SHADOW Chancellor John McDonnell was dismissed as having the “same tired old message”, after he urged voters in Scotland who are against austerity to “come home to Labour”.
The veteran left-winger’s address to delegates came four months after the General Election that saw his party virtually wiped out by the SNP, losing 40 of its 41 seats. He said he was “devastated” by the result.
McDonnell said Labour’s plans for economic growth would reach “all regions and all nations of our country”.
He then turned on the SNP, and told conference: “Let’s be clear the SNP has now voted against the living wage, against capping rent levels and just last week voted against fair taxes in Scotland to spend on schools.
“So, here is my message to the people of Scotland – Labour is now the only anti-austerity party.
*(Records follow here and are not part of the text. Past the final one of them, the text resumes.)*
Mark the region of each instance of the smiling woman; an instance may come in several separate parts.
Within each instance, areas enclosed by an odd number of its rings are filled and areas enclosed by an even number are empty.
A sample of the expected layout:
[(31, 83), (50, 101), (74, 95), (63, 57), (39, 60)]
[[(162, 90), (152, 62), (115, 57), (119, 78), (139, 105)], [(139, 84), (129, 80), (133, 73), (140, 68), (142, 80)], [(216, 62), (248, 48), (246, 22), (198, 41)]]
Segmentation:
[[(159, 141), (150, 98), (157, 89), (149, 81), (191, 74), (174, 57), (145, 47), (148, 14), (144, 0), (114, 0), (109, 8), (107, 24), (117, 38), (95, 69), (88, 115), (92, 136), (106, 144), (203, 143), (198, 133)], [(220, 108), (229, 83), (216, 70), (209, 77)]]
For those in Scotland who want to campaign against austerity, now is the time to come home – come home to Labour.”
However, the SNP hit back and said McDonnell had offered Scotland nothing new from Labour, and had continued to commit the party to voting for Chancellor George Osborne’s austerity plans.
Deputy leader Stewart Hosie said: “Mr McDonnell’s comments confirm that when it comes to Scotland Labour haven’t changed.
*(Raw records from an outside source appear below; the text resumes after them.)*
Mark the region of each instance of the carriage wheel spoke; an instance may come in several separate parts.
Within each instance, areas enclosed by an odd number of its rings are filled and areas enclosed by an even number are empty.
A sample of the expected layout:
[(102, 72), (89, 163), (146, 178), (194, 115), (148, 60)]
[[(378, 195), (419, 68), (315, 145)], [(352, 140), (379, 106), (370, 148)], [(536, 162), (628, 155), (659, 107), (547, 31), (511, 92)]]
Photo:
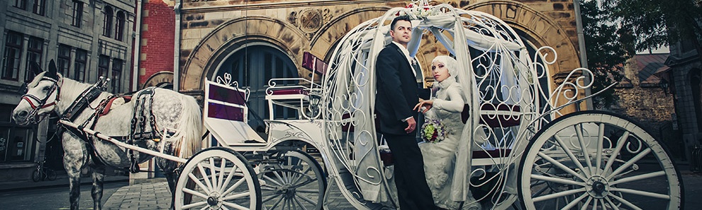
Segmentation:
[[(580, 163), (580, 160), (579, 160), (578, 158), (576, 157), (574, 154), (573, 154), (573, 152), (570, 151), (570, 148), (568, 148), (568, 145), (564, 143), (563, 140), (561, 139), (561, 138), (559, 137), (558, 135), (553, 136), (553, 138), (556, 139), (556, 141), (558, 143), (558, 145), (560, 146), (561, 148), (563, 149), (563, 151), (564, 151), (566, 154), (568, 155), (568, 157), (570, 158), (570, 160), (575, 163), (575, 165), (577, 166), (579, 169), (580, 169), (580, 171), (584, 173), (586, 176), (589, 176), (590, 173), (589, 173), (589, 171), (585, 170), (585, 168), (583, 167), (583, 164)], [(578, 176), (581, 177), (579, 175)], [(587, 180), (586, 178), (581, 178), (581, 179), (583, 180)]]
[[(566, 151), (567, 151), (567, 150), (566, 150)], [(569, 173), (569, 174), (571, 174), (571, 175), (574, 175), (574, 176), (579, 178), (581, 180), (583, 180), (583, 181), (587, 180), (587, 178), (584, 177), (582, 175), (581, 175), (578, 173), (575, 172), (572, 169), (570, 169), (567, 166), (564, 165), (563, 163), (561, 163), (560, 162), (558, 162), (557, 161), (554, 160), (552, 158), (547, 156), (544, 153), (539, 152), (539, 156), (541, 157), (542, 158), (544, 158), (546, 161), (550, 162), (552, 164), (555, 165), (556, 166), (557, 166), (559, 168), (563, 170), (564, 171), (566, 171), (568, 173)]]
[[(592, 197), (589, 197), (587, 200), (585, 200), (585, 204), (583, 204), (582, 207), (580, 207), (580, 210), (587, 210), (587, 206), (590, 204), (590, 202), (592, 202)], [(597, 200), (595, 200), (595, 204), (597, 204)]]
[(219, 191), (218, 189), (219, 189), (220, 183), (217, 182), (218, 175), (217, 175), (217, 173), (216, 172), (216, 170), (215, 170), (214, 157), (210, 157), (210, 174), (211, 175), (211, 178), (212, 179), (212, 189), (214, 191)]
[(650, 179), (650, 178), (652, 178), (652, 177), (659, 177), (659, 176), (662, 176), (662, 175), (665, 175), (665, 172), (664, 171), (662, 171), (662, 170), (657, 171), (657, 172), (652, 172), (652, 173), (645, 173), (645, 174), (642, 174), (642, 175), (635, 175), (635, 176), (632, 176), (632, 177), (625, 177), (625, 178), (621, 178), (621, 179), (619, 179), (619, 180), (616, 180), (610, 182), (609, 182), (609, 185), (617, 185), (617, 184), (626, 183), (626, 182), (633, 182), (633, 181), (641, 180)]
[(312, 199), (310, 199), (308, 198), (306, 198), (305, 197), (303, 197), (303, 196), (299, 195), (299, 194), (296, 194), (295, 196), (300, 197), (301, 199), (302, 199), (303, 200), (307, 202), (308, 203), (310, 203), (311, 204), (316, 205), (316, 206), (317, 205), (317, 202), (315, 202)]
[(305, 192), (305, 193), (319, 193), (319, 190), (314, 189), (297, 189), (295, 192)]
[(588, 175), (591, 175), (594, 173), (592, 171), (592, 161), (590, 160), (590, 154), (588, 153), (587, 146), (585, 145), (585, 138), (583, 137), (582, 127), (582, 124), (577, 124), (574, 127), (575, 129), (575, 134), (578, 136), (578, 141), (580, 142), (580, 151), (583, 153), (583, 156), (585, 157), (585, 163), (587, 163), (588, 170), (585, 170), (584, 173)]
[[(619, 206), (617, 206), (617, 205), (615, 204), (614, 202), (612, 202), (612, 199), (609, 199), (609, 197), (606, 197), (604, 199), (601, 200), (602, 201), (602, 209), (606, 208), (606, 206), (607, 206), (607, 204), (609, 204), (609, 206), (612, 207), (612, 209), (619, 210)], [(607, 203), (604, 202), (605, 200), (607, 201)]]
[(197, 202), (197, 203), (192, 203), (192, 204), (190, 204), (184, 205), (184, 206), (183, 206), (182, 209), (190, 209), (190, 208), (200, 206), (201, 205), (201, 206), (207, 206), (207, 202)]
[[(278, 204), (280, 204), (280, 202), (282, 202), (284, 199), (285, 199), (284, 197), (280, 197), (280, 199), (275, 204), (273, 204), (273, 206), (271, 206), (271, 209), (275, 209), (275, 207), (277, 207)], [(285, 204), (284, 203), (283, 205), (285, 205)]]
[[(632, 203), (629, 202), (628, 201), (625, 200), (624, 199), (621, 198), (620, 197), (618, 197), (618, 196), (616, 196), (616, 195), (614, 195), (614, 194), (609, 194), (609, 197), (613, 197), (614, 199), (617, 199), (618, 201), (619, 201), (622, 204), (624, 204), (625, 205), (628, 206), (629, 208), (637, 209), (637, 210), (642, 210), (641, 208), (639, 208), (639, 206), (637, 206), (636, 205), (634, 205), (634, 204), (632, 204)], [(610, 203), (611, 204), (612, 202), (610, 201)], [(614, 205), (613, 206), (616, 206)]]
[(199, 192), (197, 192), (197, 191), (195, 191), (195, 190), (192, 190), (192, 189), (188, 189), (188, 188), (184, 188), (184, 187), (183, 188), (183, 192), (186, 192), (186, 193), (189, 193), (190, 194), (192, 194), (192, 195), (194, 195), (194, 196), (197, 196), (197, 197), (204, 198), (205, 199), (207, 199), (207, 197), (208, 197), (206, 194), (202, 194), (202, 193), (201, 193)]
[(233, 200), (233, 199), (240, 199), (240, 198), (243, 198), (243, 197), (245, 197), (250, 196), (250, 195), (251, 195), (251, 192), (250, 192), (248, 190), (247, 190), (247, 191), (245, 191), (245, 192), (243, 192), (242, 193), (235, 194), (233, 194), (233, 195), (230, 195), (230, 196), (223, 197), (223, 198), (222, 198), (222, 199), (223, 199), (223, 200)]
[(609, 159), (607, 161), (607, 164), (605, 164), (605, 167), (603, 168), (602, 173), (600, 175), (603, 175), (606, 169), (612, 167), (612, 164), (614, 163), (614, 160), (616, 159), (617, 156), (619, 152), (622, 151), (622, 147), (624, 146), (624, 144), (626, 143), (627, 140), (629, 139), (629, 131), (625, 131), (624, 134), (621, 136), (619, 136), (619, 139), (617, 140), (617, 147), (614, 148), (614, 152), (610, 155)]
[(283, 177), (281, 177), (280, 175), (278, 174), (278, 172), (277, 171), (274, 171), (274, 170), (273, 171), (273, 174), (275, 175), (275, 177), (277, 178), (278, 178), (279, 180), (280, 180), (281, 182), (283, 182), (283, 183), (287, 183), (287, 182), (286, 182), (286, 180), (285, 180), (285, 179), (283, 179)]
[[(568, 210), (568, 209), (572, 209), (574, 206), (575, 206), (575, 205), (577, 205), (578, 203), (580, 203), (580, 201), (582, 200), (583, 199), (584, 199), (586, 197), (588, 197), (588, 194), (587, 193), (583, 193), (582, 195), (581, 195), (579, 197), (575, 198), (574, 199), (573, 199), (573, 201), (570, 202), (570, 203), (568, 203), (568, 205), (566, 205), (565, 206), (563, 206), (563, 208), (561, 208), (561, 209), (562, 209), (562, 210)], [(592, 198), (592, 197), (591, 197), (591, 198)], [(588, 200), (589, 200), (589, 199), (588, 199)]]
[(635, 156), (632, 158), (631, 160), (629, 160), (628, 161), (626, 161), (626, 163), (624, 163), (624, 165), (619, 166), (619, 168), (618, 168), (616, 170), (612, 172), (612, 174), (609, 175), (609, 176), (607, 177), (607, 180), (611, 180), (612, 177), (613, 177), (617, 175), (619, 175), (623, 171), (624, 171), (628, 168), (629, 168), (629, 166), (631, 166), (631, 165), (634, 164), (634, 163), (636, 163), (639, 160), (641, 160), (641, 158), (642, 158), (644, 156), (647, 155), (650, 152), (651, 152), (650, 148), (647, 148), (646, 149), (643, 150), (642, 151), (641, 151), (641, 153), (639, 153)]
[[(220, 162), (220, 163), (221, 164), (219, 166), (219, 185), (219, 185), (219, 187), (217, 187), (217, 190), (218, 191), (222, 191), (222, 189), (224, 188), (224, 185), (225, 185), (224, 184), (224, 173), (225, 173), (224, 172), (225, 172), (225, 170), (226, 169), (226, 166), (227, 166), (227, 164), (226, 164), (227, 163), (227, 160), (225, 159), (225, 158), (222, 158), (222, 161)], [(232, 171), (233, 171), (233, 170)], [(228, 177), (228, 175), (227, 177)], [(229, 180), (227, 180), (227, 182), (229, 182)]]
[(197, 163), (197, 168), (200, 170), (202, 174), (202, 179), (205, 180), (205, 184), (207, 185), (207, 189), (212, 189), (212, 183), (210, 183), (210, 178), (207, 177), (207, 173), (205, 173), (205, 168), (202, 167), (202, 163)]
[[(224, 161), (223, 161), (222, 165), (225, 165), (224, 163), (225, 163)], [(225, 186), (227, 186), (227, 185), (229, 185), (229, 182), (231, 182), (232, 181), (232, 178), (234, 177), (234, 175), (235, 175), (235, 173), (236, 172), (236, 170), (238, 168), (236, 166), (236, 165), (233, 165), (233, 168), (232, 168), (232, 170), (229, 171), (229, 174), (227, 175), (227, 180), (225, 180), (224, 182), (222, 183), (222, 187), (220, 187), (220, 189), (219, 189), (219, 191), (220, 192), (221, 192), (222, 189), (224, 189), (224, 187)], [(223, 171), (224, 170), (223, 170)], [(242, 179), (243, 179), (243, 178), (242, 178)]]
[(261, 202), (263, 202), (263, 203), (265, 203), (265, 202), (267, 202), (268, 201), (269, 201), (269, 200), (271, 200), (272, 199), (277, 198), (277, 197), (278, 197), (279, 196), (282, 196), (282, 194), (272, 194), (271, 196), (269, 196), (269, 197), (267, 197), (266, 198), (264, 198), (262, 200), (261, 200)]
[[(595, 168), (600, 169), (602, 166), (602, 144), (604, 141), (604, 123), (600, 123), (597, 129), (597, 152), (595, 155)], [(595, 173), (597, 173), (596, 171)], [(596, 202), (595, 202), (597, 203)]]
[(536, 192), (532, 194), (531, 194), (531, 197), (537, 197), (537, 196), (542, 195), (542, 193), (543, 193), (544, 192), (545, 192), (547, 189), (550, 189), (549, 187), (544, 187), (541, 188), (541, 189), (539, 189), (539, 191), (537, 191)]
[(188, 177), (190, 177), (190, 180), (193, 180), (193, 182), (194, 182), (195, 184), (197, 185), (197, 186), (200, 187), (200, 188), (202, 189), (202, 190), (204, 190), (206, 194), (210, 194), (211, 191), (210, 191), (209, 188), (207, 188), (207, 187), (205, 187), (205, 185), (204, 184), (202, 184), (202, 182), (200, 182), (200, 179), (198, 179), (192, 173), (189, 173), (188, 174)]
[[(246, 208), (246, 207), (242, 206), (240, 206), (239, 204), (235, 204), (235, 203), (230, 203), (230, 202), (222, 202), (222, 204), (223, 204), (225, 206), (229, 206), (229, 207), (232, 207), (232, 208), (236, 209), (240, 209), (240, 210), (247, 210), (247, 209), (250, 209), (249, 208)], [(222, 206), (222, 207), (224, 207), (224, 206)]]
[(267, 181), (269, 181), (269, 182), (273, 182), (273, 184), (275, 184), (276, 185), (278, 185), (278, 186), (283, 186), (283, 185), (282, 185), (282, 184), (281, 184), (281, 183), (279, 183), (278, 182), (276, 182), (276, 181), (275, 181), (275, 180), (273, 180), (272, 178), (271, 178), (271, 177), (268, 177), (268, 176), (267, 176), (266, 175), (262, 175), (262, 177), (263, 177), (263, 179), (264, 179), (264, 180), (266, 180)]
[(667, 194), (658, 194), (655, 192), (645, 192), (645, 191), (641, 191), (641, 190), (637, 190), (633, 189), (611, 187), (611, 191), (618, 191), (623, 193), (628, 193), (632, 194), (641, 195), (641, 196), (654, 197), (662, 199), (667, 199), (667, 200), (670, 199), (670, 196)]
[(234, 185), (232, 185), (231, 187), (229, 187), (229, 188), (227, 189), (227, 191), (225, 191), (224, 192), (222, 192), (222, 194), (229, 194), (230, 192), (231, 192), (232, 191), (233, 191), (235, 188), (238, 187), (239, 185), (241, 185), (241, 183), (243, 183), (245, 181), (246, 181), (246, 179), (245, 179), (243, 177), (241, 178), (240, 180), (239, 180), (238, 181), (236, 181), (236, 182), (235, 182)]
[(302, 203), (300, 202), (300, 200), (297, 199), (297, 198), (294, 197), (293, 200), (294, 200), (295, 203), (296, 203), (299, 206), (301, 207), (303, 210), (307, 210), (307, 207), (305, 207), (305, 205), (303, 205)]
[(547, 195), (542, 196), (542, 197), (535, 197), (534, 198), (534, 202), (535, 203), (535, 202), (542, 202), (542, 201), (545, 201), (545, 200), (548, 200), (548, 199), (554, 199), (554, 198), (557, 198), (557, 197), (564, 197), (564, 196), (567, 196), (567, 195), (574, 194), (576, 194), (576, 193), (578, 193), (578, 192), (585, 192), (585, 187), (578, 188), (578, 189), (569, 189), (569, 190), (566, 190), (566, 191), (563, 191), (563, 192), (556, 192), (556, 193), (554, 193), (554, 194), (547, 194)]
[(552, 182), (560, 183), (564, 185), (579, 185), (579, 186), (585, 187), (585, 182), (578, 182), (570, 180), (562, 179), (560, 177), (547, 177), (536, 174), (531, 175), (531, 177), (537, 180), (544, 180), (544, 181), (549, 181)]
“Rather than learning from their mistakes and setting out a positive vision for the country, they are repeating the same negative and ill-informed rhetoric that saw them all but wiped out in Scotland at the last election. They may have changed the messengers but it’s the same tired old message.
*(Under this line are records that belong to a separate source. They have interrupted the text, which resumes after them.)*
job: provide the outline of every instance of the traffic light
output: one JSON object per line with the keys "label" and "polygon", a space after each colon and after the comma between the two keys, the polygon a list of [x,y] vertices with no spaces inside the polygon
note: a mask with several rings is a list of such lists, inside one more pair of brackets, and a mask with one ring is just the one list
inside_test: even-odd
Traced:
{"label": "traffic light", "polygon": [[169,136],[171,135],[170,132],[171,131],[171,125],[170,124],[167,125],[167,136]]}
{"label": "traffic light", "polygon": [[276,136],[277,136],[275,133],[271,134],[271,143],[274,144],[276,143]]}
“Labour’s economic plans are all over the place. While the SNP went into May’s election opposing austerity and campaigning for a real terms increase in public spending, Labour ran scared of the Tories and backed their draconian cuts and welfare reforms.”
He added: “While the SNP remain firmly opposed to George Osborne’s pro-austerity fiscal charter, John McDonnell just last week mandated Labour MPs to troop through the lobbies with the Tories yet again to back the plans, just as they did when they voted for £30bn of cuts in the last parliament.
“Labour have now lost all credibility and no one will take these claims remotely seriously.”
The Shadow Chancellor told delegates in Brighton that Labour would launch an “aggressive” drive to ensure that multinational corporations like Starbucks, Vodafone, Amazon and Google paid “their fair share of taxes” as part of a bid to balance the nation’s books fairly.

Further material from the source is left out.